Following his slightly elusive mini-course in brain science, however, Kandel offers an effortless and cohesive odyssey through the evolution of progressively abstracted painting. A survey of J.M.W. Turner’s work in the early 1800s captures the inception of expressionist painting, which was the first foray beyond the goal of realistic depiction. Working through Claude Monet to Wassily Kandinsky, we see (arguably) the first truly abstract painting, a chaotic scene of bright color and harsh lines that bears no resemblance to anything that exists outside the canvas.

Once painting was totally liberated from the job of literal representation, Kandel argues, artists were able to start experimenting with the fundamental nature of visual perception. How did they do this? The answer in this book is always (and sometimes excessively): reductionism. Despite those excesses, Kandel spends most of the book in an engaging and cogent discussion of the “radical reductionist” painters of the New York School, who created abstraction by reducing images to their essential elements of form, line, color, and light. After establishing the artistic context for the creation of such images, Kandel begins to make suggestions about how our brains interpret these elements.

Piet Mondrian, for example, pioneered radical reductionism with his focus on the element of line, which we see in entrancing networks in his paintings. Kandel uses this opportunity to explain that the brain perceives lines at different angles with different sets of neurons, and uses them as edges to form shapes, which our memory can either recognize or not.

Through Willem De Kooning, who said that “flesh was the reason oil paint was developed,” we explore the perception of texture by the visual system and its inherent connection to the sense of touch. Through Jackson Pollock’s paint splatters, appropriately, we learn about the brain’s ability to distinguish a meaningful signal from amidst a wealth of noise.“Pollock seems to have grasped intuitively,” Kandel writes, “that the visual brain is a pattern-recognition device.”

Kandel’s often poetic discussion of artists’ work provides an excellent tool for introducing the nuances of visual perception that scientists have discovered. The problem is that when he applies the tool in the other direction, to make science serve our understanding of art, it works only in a general sense. This point is clearest in Kandel’s chapter about the color-field painters. The science he relates about the perception of color makes clear that it is indeed a perfect medium for art, being both emotionally significant and perceptually subjective. The problem, if you ask me, is that the science fails to explain why Mark Rothko’s solid black canvas is powerful while a square of purple construction paper is not. And that is both intellectually dissatisfying and intriguing.

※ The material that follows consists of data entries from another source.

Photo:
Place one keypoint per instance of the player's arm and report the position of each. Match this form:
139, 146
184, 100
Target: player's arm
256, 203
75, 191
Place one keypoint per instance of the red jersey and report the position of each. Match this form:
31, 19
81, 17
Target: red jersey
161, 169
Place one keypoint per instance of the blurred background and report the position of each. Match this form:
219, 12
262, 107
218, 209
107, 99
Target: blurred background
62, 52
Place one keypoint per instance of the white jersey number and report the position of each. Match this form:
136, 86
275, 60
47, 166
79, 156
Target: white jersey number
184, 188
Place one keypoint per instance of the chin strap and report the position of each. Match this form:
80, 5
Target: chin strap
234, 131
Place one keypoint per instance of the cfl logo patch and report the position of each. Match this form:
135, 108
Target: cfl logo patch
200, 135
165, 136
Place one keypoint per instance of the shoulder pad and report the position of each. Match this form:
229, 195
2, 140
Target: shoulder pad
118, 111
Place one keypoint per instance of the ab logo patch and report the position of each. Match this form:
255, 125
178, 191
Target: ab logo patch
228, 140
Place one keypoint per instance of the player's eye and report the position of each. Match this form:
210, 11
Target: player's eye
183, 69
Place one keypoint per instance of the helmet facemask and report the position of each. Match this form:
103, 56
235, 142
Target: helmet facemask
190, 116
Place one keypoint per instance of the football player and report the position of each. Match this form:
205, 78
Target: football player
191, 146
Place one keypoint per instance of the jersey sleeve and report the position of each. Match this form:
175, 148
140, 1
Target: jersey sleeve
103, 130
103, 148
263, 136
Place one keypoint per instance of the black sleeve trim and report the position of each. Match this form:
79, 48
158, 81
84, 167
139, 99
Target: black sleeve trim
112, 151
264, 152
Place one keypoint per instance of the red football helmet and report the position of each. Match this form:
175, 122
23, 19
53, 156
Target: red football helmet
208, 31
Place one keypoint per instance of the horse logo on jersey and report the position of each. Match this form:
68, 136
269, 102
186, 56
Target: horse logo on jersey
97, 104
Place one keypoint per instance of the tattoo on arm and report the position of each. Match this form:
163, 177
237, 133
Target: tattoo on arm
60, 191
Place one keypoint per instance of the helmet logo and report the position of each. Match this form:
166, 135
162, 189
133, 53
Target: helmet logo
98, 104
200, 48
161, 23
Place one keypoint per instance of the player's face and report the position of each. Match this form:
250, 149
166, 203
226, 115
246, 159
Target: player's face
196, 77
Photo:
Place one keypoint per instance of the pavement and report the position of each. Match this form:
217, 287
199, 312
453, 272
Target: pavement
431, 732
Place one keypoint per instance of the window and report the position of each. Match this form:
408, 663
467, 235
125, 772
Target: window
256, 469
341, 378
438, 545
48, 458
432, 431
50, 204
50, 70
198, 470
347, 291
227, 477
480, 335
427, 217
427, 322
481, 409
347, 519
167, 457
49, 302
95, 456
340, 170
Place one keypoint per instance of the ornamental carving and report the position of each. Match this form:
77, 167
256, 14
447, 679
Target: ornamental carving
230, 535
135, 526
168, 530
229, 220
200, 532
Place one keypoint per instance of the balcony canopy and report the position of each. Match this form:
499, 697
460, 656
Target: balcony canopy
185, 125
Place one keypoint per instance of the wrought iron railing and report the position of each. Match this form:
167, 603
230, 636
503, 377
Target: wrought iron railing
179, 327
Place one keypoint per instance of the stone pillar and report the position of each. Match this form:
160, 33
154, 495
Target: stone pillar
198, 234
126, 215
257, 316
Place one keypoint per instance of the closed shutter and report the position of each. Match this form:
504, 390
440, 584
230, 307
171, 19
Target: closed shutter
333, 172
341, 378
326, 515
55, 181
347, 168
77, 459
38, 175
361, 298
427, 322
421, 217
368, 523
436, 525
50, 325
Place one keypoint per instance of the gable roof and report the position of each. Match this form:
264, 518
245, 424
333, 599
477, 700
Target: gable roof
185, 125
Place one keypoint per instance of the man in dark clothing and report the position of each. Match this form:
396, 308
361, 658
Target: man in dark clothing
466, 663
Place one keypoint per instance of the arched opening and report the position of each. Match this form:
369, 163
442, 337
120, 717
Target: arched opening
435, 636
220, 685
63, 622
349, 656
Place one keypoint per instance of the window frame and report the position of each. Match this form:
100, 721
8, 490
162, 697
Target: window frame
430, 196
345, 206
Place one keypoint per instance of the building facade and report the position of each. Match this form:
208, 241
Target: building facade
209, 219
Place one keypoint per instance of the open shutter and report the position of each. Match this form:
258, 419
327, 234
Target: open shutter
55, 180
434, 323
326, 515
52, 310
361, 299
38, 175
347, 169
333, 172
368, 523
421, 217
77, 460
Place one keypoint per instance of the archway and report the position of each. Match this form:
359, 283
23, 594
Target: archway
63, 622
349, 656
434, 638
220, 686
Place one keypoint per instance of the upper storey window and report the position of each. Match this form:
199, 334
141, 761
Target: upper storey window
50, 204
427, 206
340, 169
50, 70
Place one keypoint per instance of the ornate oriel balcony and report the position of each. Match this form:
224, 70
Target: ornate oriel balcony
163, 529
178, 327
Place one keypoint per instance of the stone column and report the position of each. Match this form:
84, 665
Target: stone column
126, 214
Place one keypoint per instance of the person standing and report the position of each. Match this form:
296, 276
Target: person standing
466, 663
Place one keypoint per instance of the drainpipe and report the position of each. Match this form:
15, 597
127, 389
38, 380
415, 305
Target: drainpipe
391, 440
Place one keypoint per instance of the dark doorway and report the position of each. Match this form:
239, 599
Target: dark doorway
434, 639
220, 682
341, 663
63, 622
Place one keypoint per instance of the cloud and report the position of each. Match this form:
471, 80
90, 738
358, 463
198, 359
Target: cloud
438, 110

Until the science can explain why one reductionist artwork fails while another one succeeds, the relationship between art and science will be merely suggestive, not revelatory. Kandel, however, does not intend to provide revelation. He means to open a dialogue. It is possible that we might one day “be able to explain how a few expert brushstrokes can create a portrait of an individual that is far more compelling than a person in the flesh,” but the science has a long way to go. For now, we can only revel in the tantalizing possibility of an explanation as we work towards its discovery.

 


Marie Sweet is a PhD candidate in molecular biophysics at the New York University School of Medicine.